Many of the hunger strikers are from Bangladesh, Pakistan and Afghanistan who came to the US through the Mexican border. The UN Refugee Agency said it had recorded a nearly five-fold increase in asylum seekers arriving in the US from the Northern Triangle region of El Salvador, Honduras and Guatemala since 2008.

Those detainees from Bangladesh are escaping persecution and violence in their home countries and fear being forcibly returned home, according to DRUM. Many of them are targeted for their affiliations with the Bangladesh Nationalist Party (BNP), a political opponent to the current government. The BNP is classified by the Department of Homeland Security as a Tier III terrorist organization, a label that immigrant advocacy groups adamantly reject.

“ICE is keeping these people in indefinite detention when they should be released,” said Ahmed, director of DRUM in a press statement. “They came to this country seeking safety and instead have been placed behind bars to fill a detention bed quota for years at a time.”

This is the latest of a succession of hunger strikes by inmates at other ICE facilities in California, Louisiana, Texas, over the past few months.

On October 14, 54 South Asian asylum seeks from Bangladesh, India, Afghanistan and Pakistan refused food and water at the El Paso detention center in Texas. Five days later, another 14 Indian and Bangladeshi immigrants began a solidarity hunger strike at the Lasalle Detention Center in Louisiana.

On October 28, 27 women, mostly from Central America and Mexico at the T. Don Hutto Facility, a facility in Taylor, Texas, run by Corrections Corporation of America (CCA), also began a hunger strike asking for immediate release.

In their letters, made public by a civil rights group, they highlight “grave injustices,” detentions of up to 18 months, inedible food, and “little or no security.”

“There are grave injustices being committed, detentions spanning eight months, 10 months, a year, a year and a half, so in the end we are being told we have no rights and will be deported, with offensive words and gestures that make us feel worthless,” Magdrola, from Guatemala, wrote in her letter, published by Grassroots Leadership along with 16 letters from other detainees.

On the same day, 400 men detained at the Adelanto immigration in center, California, also went on hunger strike.

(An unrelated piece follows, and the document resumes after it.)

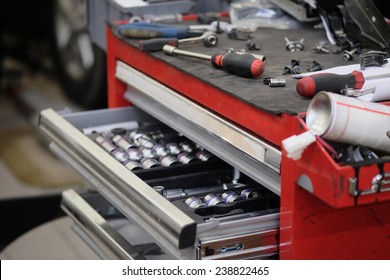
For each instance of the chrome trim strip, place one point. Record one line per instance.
(101, 232)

“Over the last two weeks, I have visited men at El Paso and LaSalle while they were on hunger strike. They remained hopeful, but it was so difficult to watch them. I saw them weak from hunger, beaten down by the system that threw many of them into solitary confinement in reaction to them exercising a First Amendment right,” Jan Meslin, Director of Social Chance for Community Initiatives for Visiting Immigrants in Confinement (CIVIC), a national network of visitation programs told OC Watch told #NotOneMore.
“As these men at Adelanto launch this fourth hunger strike, we want to remind ICE and GEO Group officials that we are watching for retaliation and we will not stand by if they retaliate against any of these brave people, trying to highlight the horrid conditions of their captivity.”